Tuesday, October 17, 2006

Tina Modotti


Well, I'm all excited that my mother will be visiting from SF, but now I've discovered that there is a fabulous show, Mexico as Muse: Tina Modotti and Edward Weston at the SFMOMA! Since I doubt I can sneak away before the show ends Jan 7, I will have to make do with this delightful interactive program, and look for this book in the library: Patricia Alber's Fire, Shadows,Snow: The Life of Tina Modotti. Albers uncovered a cache of letters and photographs which almost doubled the known number of photos by Tina Modotti. As with Frida Kahlo, for years Tina Modotti was primarily known for her beauty as a model for painters and photographers, for her love affairs, as a figure of scandal. The work of feminist art critics and scholars brought new attention to Modotti as an artist and photographer. The 1996 Tate Gallery show pairing Tina Modotti's work with that of Frida was a part of the revival of interest in the lives and art of both women, and in the Mexican artistic and intellectual world of the twenties and thirties.

Because Frida Kahlo and Diego Rivera began their courtship at her parties, she appears in the film Frida in her "femme fatale" version, Ashley Judd dancing the tango with Salma Hayak. There are several biographies of Modotti, but she remains a controversial figure, and biographers are still having trouble seeing how the pieces of her life fit together.

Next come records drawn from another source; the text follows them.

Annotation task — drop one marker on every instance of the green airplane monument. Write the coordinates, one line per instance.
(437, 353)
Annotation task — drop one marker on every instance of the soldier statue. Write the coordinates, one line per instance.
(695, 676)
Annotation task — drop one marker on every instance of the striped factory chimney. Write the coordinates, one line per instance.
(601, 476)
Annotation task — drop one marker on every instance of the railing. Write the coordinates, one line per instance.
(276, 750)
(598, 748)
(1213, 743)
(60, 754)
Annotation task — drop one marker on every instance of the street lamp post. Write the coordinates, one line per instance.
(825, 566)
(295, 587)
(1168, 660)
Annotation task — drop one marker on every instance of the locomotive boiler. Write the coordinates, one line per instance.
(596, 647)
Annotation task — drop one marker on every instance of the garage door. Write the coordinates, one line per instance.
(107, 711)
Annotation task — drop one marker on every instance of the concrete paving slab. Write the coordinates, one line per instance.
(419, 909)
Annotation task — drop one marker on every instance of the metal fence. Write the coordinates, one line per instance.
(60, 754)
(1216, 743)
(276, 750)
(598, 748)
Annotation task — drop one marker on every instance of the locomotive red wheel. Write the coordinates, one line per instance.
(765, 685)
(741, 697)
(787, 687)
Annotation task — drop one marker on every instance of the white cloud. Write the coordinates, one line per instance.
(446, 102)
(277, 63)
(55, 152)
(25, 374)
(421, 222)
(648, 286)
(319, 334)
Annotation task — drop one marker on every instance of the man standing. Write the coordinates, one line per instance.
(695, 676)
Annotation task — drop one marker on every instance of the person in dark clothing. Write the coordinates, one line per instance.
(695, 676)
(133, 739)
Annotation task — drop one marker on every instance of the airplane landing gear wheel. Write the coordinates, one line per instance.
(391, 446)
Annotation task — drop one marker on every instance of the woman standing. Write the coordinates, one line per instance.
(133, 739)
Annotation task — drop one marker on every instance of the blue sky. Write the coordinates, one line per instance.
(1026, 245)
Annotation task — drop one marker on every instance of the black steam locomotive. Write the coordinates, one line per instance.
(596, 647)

The real Tina Modotti (1896-1942) was born in Udine, in the north of Italy. Her family was very poor, and Tina had to leave school to work in a factory when she was a child. Like so many Italians at the turn of the century, her family sought to survive through immigration, first to Austria and then to the US. Her father came over in 1906, and brought the family in stages later. This is more or less the story of both my great-grandfathers on my mother's side, who were stone masons working in Greenwich, Conn, and who brought my grandparents over when they were young children in 1905 and 1906. North Beach in San Francisco (my home town) was where Tina arrived in 1913 as a teenager. She worked in a shirt factory, and then as a seamstress but also joined the community of artists, acting in theater. My mother has a friend who has collected the oral histories of elderly Italians who lived in North Beach. I wonder where Tina lived in San Francisco?

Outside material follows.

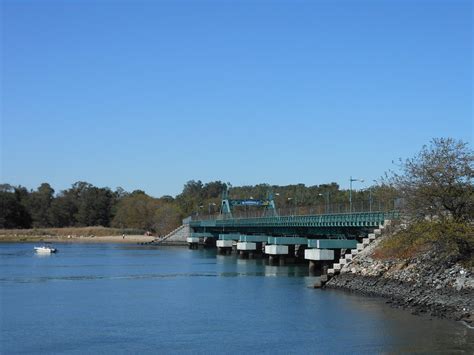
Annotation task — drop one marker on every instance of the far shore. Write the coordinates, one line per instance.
(75, 239)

Tina married an artist, and they went to Los Angeles where she acted in silent films, often having to supply her own costumes, typecast as the exotic femme fatale. She wanted to learn photography, and began taking lessons from Edward Weston. They became lovers. When her husband went to Mexico City, he wrote about the excitement and artistic ferment there. She was to join him, but he died before she arrived. Weston joined her there, and it was in Mexico- the "Mexican Renaissance"-- that she produced the body of her photographic work. Elena Poniatowska, author of a novelized version of Tina's life, writes about how Tina was scandalous to Mexicans, even among the scandalous Mexican artists and revolutionaries, because she lived with a man without marrying him, posed nude for artists, and went out with men to bars. When I first went to Mexico City, there were still signs prohibiting women from entering bars, and it was assumed that any women who did go in were there to do business of some kind.

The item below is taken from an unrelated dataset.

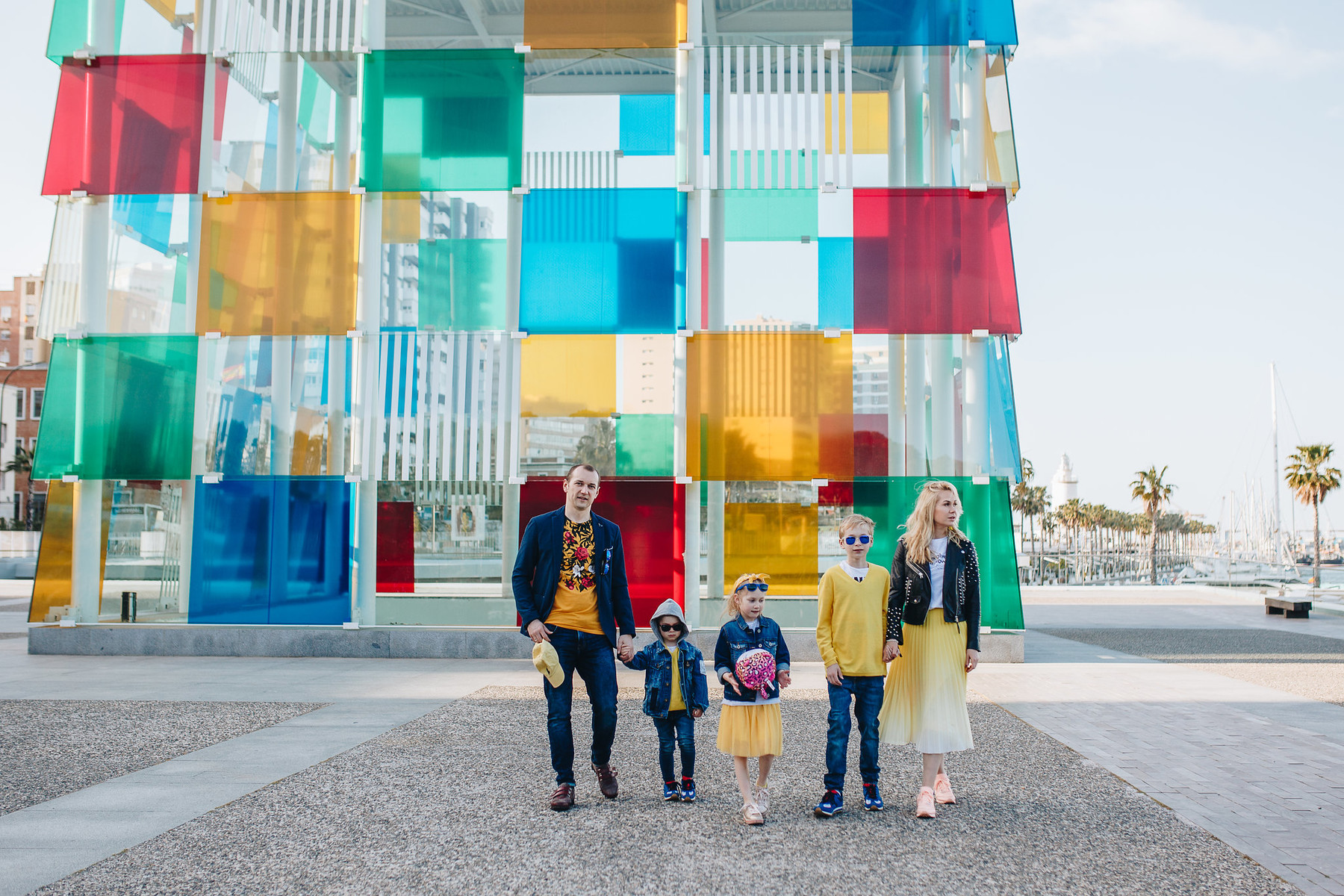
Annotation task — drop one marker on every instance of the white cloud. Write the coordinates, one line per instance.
(1055, 28)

Weston and Modotti were partners; in exchange for learning to be a photographer, she ran his studio, and eventually they were doing jobs together. Then she began getting her own jobs, and displaying her own work. Almost all of her pictures were taken while she lived in Mexico City. Albers was able to gain access to a set of photos and documents that were among the things kept by her husband's family; the number of her known photos has grown from around 250 to 400. This photo, of a puppeteer's hands, is on display in the Minneapolis Institute of Art. To look at more of her photos, check out this set of links on the OCAIW site.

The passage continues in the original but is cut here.